O projeto de residência artística é uma iniciativa do Museu Casa Alfredo Andersen para estabelecer um espaço de aperfeiçoamento e trocas de experiências com artistas, produções e propostas nas artes visuais. Os artistas convidados a participarem do período de residência permanecem no Ateliê da Academia por um mês, desenvolvendo suas linhas de pesquisa.

A residência de Amanda tem início esta semana e a artista permanecerá no ateliê a desenvolver a sua pesquisa até o começo de junho. O espaço estará aberto todos os dias para visitas e o público terá a oportunidade de aprender mais sobre as técnicas da artista numa oficina de livro-objeto que será oferecida no final da residência.

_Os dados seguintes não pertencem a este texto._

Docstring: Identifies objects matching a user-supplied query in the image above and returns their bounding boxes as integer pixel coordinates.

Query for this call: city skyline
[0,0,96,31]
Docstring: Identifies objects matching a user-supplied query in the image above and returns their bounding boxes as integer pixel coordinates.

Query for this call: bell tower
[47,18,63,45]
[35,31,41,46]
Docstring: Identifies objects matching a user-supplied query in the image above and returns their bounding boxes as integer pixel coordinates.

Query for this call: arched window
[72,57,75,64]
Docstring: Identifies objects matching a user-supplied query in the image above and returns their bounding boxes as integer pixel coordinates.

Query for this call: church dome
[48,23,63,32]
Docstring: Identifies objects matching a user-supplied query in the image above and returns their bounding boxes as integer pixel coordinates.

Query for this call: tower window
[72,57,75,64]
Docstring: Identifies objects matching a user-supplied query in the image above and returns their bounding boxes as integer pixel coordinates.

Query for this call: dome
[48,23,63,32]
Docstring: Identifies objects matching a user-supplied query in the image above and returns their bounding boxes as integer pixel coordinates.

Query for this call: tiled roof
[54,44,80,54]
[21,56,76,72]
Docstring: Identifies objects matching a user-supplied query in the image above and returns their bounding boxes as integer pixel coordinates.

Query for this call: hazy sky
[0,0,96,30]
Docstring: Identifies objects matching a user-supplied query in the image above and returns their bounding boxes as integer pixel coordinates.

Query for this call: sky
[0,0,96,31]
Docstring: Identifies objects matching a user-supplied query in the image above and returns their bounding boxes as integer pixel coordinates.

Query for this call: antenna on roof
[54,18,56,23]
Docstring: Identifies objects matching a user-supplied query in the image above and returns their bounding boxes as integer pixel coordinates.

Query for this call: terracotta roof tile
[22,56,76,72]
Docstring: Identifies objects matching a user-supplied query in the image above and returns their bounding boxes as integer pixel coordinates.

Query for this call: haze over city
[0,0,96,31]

Em sua prática, Amanda investiga reconfigurações plásticas e simbólicas dos materiais da arquitetura doméstica — fragmentos que, antes suportes basilares da casa, tornam-se operadores de sentido no campo da arte. Amanda frequentemente utiliza azulejo, madeira, concreto e refugos residenciais como repertório para suas criações.

O projeto de residência consiste em uma pesquisa sobre o Museu Casa, onde serão investigados seus aspectos históricos, arquitetônicos e simbólicos como inspirações para o desenvolvimento dos trabalhos, articulando as camadas de memória do espaço cultural à investigação contínua da artista sobre a casa e sua materialidade.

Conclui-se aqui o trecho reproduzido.